Cibles régulières d’attaques de la part du patronat, les CCT ont reculé dans les années 90… avant de trouver un second souffle.

En Suisse, la récession du début des années 1990 a marqué la fin d’une longue période d’amélioration graduelle des conditions du travail. En 1991, après une décennie de réduction du temps de travail et d’augmentations salariales substantielles, le patronat suisse commençait à douter des avantages du partenariat social. Pour une frange importante des employeurs, les conventions collectives du travail (CCT) étaient devenues un fardeau qui entravait l’ajustement rapide des entreprises aux fluctuations du marché.
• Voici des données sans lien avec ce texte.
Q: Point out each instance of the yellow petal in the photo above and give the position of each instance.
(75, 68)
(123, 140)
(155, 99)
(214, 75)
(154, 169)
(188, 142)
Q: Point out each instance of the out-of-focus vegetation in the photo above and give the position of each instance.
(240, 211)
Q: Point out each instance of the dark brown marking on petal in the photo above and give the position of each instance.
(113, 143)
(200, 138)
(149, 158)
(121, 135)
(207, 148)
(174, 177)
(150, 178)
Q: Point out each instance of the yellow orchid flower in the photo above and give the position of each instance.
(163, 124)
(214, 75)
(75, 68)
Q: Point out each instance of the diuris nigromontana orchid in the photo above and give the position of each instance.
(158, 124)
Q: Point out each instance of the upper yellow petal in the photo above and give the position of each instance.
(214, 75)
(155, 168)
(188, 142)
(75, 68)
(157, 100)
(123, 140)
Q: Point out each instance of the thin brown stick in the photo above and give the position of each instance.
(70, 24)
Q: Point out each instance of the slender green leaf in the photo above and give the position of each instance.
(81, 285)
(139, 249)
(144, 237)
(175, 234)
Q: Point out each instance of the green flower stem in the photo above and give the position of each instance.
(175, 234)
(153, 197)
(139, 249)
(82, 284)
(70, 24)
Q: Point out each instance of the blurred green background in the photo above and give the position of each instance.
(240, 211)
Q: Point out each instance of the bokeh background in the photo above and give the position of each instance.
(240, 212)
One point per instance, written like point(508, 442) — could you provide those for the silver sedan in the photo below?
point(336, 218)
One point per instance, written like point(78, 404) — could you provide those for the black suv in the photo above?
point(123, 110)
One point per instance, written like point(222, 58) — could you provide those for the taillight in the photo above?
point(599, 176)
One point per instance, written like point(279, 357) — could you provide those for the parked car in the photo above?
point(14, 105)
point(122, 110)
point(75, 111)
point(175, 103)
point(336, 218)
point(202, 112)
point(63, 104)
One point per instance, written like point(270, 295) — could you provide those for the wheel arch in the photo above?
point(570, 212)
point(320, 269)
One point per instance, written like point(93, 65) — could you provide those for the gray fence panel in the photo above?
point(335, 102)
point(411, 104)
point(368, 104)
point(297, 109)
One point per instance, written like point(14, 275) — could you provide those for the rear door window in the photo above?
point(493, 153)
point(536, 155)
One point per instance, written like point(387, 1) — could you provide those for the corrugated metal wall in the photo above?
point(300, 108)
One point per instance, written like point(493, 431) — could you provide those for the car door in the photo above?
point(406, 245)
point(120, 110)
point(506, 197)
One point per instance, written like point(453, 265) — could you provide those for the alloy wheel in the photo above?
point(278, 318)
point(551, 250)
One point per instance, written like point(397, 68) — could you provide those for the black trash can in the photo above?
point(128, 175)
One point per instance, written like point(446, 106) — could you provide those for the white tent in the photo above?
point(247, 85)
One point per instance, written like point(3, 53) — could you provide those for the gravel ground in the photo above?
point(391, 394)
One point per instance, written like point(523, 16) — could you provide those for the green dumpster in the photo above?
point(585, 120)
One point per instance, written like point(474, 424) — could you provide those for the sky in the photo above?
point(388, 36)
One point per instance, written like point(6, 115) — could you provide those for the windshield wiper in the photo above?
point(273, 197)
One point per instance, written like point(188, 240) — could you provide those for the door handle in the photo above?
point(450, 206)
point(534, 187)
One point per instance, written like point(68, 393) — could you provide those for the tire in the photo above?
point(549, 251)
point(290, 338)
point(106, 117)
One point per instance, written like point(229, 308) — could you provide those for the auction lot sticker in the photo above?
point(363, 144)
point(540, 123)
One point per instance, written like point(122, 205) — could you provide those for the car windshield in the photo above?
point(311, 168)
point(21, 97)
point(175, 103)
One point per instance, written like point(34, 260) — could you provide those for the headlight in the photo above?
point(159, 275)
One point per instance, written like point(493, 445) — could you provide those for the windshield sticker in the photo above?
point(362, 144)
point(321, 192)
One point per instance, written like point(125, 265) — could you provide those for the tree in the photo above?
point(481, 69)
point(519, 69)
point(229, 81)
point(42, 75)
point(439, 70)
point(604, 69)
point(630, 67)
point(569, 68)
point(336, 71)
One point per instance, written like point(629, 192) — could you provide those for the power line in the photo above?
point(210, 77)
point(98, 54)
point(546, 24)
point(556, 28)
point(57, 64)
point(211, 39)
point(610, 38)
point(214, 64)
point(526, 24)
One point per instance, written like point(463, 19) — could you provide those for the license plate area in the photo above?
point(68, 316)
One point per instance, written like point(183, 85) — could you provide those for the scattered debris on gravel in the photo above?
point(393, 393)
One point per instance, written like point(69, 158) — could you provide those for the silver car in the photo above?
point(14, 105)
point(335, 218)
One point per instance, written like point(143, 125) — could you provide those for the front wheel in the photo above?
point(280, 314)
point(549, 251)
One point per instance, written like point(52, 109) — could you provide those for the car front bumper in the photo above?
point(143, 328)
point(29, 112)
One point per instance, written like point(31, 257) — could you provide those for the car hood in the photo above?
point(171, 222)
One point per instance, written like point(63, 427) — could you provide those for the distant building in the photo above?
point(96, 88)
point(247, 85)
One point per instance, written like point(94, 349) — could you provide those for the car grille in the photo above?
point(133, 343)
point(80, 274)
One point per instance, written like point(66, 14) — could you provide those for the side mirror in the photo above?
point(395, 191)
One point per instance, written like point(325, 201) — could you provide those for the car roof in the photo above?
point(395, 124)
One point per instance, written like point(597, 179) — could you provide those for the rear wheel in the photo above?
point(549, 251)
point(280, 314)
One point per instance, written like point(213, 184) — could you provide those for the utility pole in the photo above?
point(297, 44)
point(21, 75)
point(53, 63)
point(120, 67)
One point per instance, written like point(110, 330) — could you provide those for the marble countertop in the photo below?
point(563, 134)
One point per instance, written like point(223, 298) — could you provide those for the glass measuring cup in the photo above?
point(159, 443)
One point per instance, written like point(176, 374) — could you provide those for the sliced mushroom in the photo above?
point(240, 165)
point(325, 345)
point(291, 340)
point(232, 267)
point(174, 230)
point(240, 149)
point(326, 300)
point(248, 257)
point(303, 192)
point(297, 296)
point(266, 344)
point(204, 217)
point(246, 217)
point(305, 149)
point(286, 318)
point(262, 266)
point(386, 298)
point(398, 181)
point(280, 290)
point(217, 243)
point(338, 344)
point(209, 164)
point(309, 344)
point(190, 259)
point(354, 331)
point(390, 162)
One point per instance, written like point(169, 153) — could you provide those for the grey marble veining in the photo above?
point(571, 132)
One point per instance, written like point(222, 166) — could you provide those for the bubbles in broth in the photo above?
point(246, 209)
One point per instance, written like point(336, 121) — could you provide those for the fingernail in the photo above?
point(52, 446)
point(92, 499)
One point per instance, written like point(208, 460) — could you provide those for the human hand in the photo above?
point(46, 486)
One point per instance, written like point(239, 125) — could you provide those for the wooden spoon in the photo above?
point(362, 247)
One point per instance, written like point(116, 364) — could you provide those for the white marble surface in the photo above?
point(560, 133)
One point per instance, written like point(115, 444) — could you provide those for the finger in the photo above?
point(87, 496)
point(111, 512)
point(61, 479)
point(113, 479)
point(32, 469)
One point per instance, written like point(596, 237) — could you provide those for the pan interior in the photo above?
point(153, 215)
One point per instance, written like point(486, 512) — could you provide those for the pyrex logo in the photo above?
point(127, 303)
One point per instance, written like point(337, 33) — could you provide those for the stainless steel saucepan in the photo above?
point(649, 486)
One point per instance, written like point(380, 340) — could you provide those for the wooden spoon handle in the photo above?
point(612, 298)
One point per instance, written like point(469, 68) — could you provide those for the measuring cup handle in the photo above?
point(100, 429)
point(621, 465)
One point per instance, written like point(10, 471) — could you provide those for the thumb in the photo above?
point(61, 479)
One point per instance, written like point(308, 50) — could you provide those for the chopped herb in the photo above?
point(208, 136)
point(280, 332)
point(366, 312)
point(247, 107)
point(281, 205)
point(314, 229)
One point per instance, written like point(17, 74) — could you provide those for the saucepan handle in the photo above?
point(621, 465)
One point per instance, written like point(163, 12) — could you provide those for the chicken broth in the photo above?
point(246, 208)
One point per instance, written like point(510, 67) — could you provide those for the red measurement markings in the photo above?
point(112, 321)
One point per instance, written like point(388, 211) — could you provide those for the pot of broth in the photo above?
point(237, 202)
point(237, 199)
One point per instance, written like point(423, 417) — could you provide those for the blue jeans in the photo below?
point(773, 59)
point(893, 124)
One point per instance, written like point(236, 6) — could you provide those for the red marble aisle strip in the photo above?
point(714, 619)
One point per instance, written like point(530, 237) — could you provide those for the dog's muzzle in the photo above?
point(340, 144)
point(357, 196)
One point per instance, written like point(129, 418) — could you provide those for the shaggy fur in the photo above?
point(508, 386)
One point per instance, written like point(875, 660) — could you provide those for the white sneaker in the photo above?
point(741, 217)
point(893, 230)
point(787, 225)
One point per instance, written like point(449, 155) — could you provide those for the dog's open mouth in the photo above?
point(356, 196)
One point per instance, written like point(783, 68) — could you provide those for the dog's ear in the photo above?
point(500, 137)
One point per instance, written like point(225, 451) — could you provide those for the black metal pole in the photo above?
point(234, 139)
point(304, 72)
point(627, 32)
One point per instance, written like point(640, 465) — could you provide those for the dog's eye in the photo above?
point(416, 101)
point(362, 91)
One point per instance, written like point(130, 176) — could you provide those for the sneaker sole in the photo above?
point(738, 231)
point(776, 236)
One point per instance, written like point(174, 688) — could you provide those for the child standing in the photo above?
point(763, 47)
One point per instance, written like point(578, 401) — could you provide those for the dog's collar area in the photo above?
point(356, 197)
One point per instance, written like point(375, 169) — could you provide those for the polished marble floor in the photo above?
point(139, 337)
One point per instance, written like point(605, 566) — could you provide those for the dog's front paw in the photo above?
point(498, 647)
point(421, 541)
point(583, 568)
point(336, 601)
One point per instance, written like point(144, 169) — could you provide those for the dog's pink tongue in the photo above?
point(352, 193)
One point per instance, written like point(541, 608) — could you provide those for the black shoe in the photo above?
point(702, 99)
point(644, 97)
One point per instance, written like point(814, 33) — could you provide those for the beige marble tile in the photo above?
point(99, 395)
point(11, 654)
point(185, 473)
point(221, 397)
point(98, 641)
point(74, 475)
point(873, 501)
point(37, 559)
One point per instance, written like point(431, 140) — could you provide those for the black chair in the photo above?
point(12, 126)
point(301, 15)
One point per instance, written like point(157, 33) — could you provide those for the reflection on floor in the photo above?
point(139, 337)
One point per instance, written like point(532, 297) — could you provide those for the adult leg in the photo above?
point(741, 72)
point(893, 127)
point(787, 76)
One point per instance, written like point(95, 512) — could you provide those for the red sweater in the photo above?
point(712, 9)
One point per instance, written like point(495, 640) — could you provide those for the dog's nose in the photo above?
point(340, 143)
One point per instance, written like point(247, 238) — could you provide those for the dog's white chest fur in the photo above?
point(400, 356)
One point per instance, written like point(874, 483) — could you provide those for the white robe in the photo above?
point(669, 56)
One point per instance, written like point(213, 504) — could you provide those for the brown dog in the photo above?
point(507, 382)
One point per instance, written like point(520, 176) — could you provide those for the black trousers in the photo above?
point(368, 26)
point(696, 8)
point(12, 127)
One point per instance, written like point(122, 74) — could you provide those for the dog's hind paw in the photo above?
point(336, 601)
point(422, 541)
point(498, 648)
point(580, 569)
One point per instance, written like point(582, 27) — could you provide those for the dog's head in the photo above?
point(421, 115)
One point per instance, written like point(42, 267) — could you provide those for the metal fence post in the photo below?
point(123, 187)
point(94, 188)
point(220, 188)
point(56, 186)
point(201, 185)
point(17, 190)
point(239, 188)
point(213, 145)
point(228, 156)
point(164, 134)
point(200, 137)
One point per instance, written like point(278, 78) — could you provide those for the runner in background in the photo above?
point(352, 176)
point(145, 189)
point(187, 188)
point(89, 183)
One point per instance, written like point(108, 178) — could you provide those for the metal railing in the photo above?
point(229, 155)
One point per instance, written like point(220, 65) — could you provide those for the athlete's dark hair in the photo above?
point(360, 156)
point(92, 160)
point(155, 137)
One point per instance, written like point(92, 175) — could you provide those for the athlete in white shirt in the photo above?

Cette désaffection était relayée par le président de l’Association patronale suisse de l’époque, Guido Richterich, qui qualifiait en 1992 la CCT de «modèle de fin de série». Le désamour patronal se reflétait dans l’évolution du nombre d’employé-e-s soumis à une CCT. Dans la première moitié des années 1990, ce nombre diminuait constamment pour n’atteindre plus que 1.214 million d’employé-e-s en 1996. Tributaires de la désindustrialisation – entre 1991 et 1997, l’industrie des machines et la construction perdaient un quart de leurs emplois –, les CCT semblaient condamnées à s’appliquer à une partie de plus en plus minoritaire du marché du travail.

 

Les raisons du renouveau des CCT

Or, à la fin des années 1990, la tendance se renversait et, depuis 1999, les CCT n’ont cessé de regagner du terrain. Le nombre de salarié-e-s qui en bénéficiaient en 2005 est ainsi supérieur de près de 10% à ce qu’il était en 1991. Pour la moitié des employé-e-s suisses, les conditions de travail sont régies par une CCT. Ce renouveau impressionnant des CCT s’explique par trois raisons. La première est que, depuis l’abandon du statut des fonctionnaires de la Confédération et de la plupart des cantons, des CCT sont désormais négociées également dans le secteur public. Au niveau national, les employé-e-s de la Poste, des CFF et de Swisscom profitent ainsi depuis 2000 également d’une CCT. Au niveau cantonal, les CCT régissent depuis quelques années les conditions de travail aussi bien des hôpitaux bernois et zougois que des transports publics soleurois et saint-gallois, ainsi que des crèches genevoises. Ce phénomène doit concerner environ 100’000 personnes.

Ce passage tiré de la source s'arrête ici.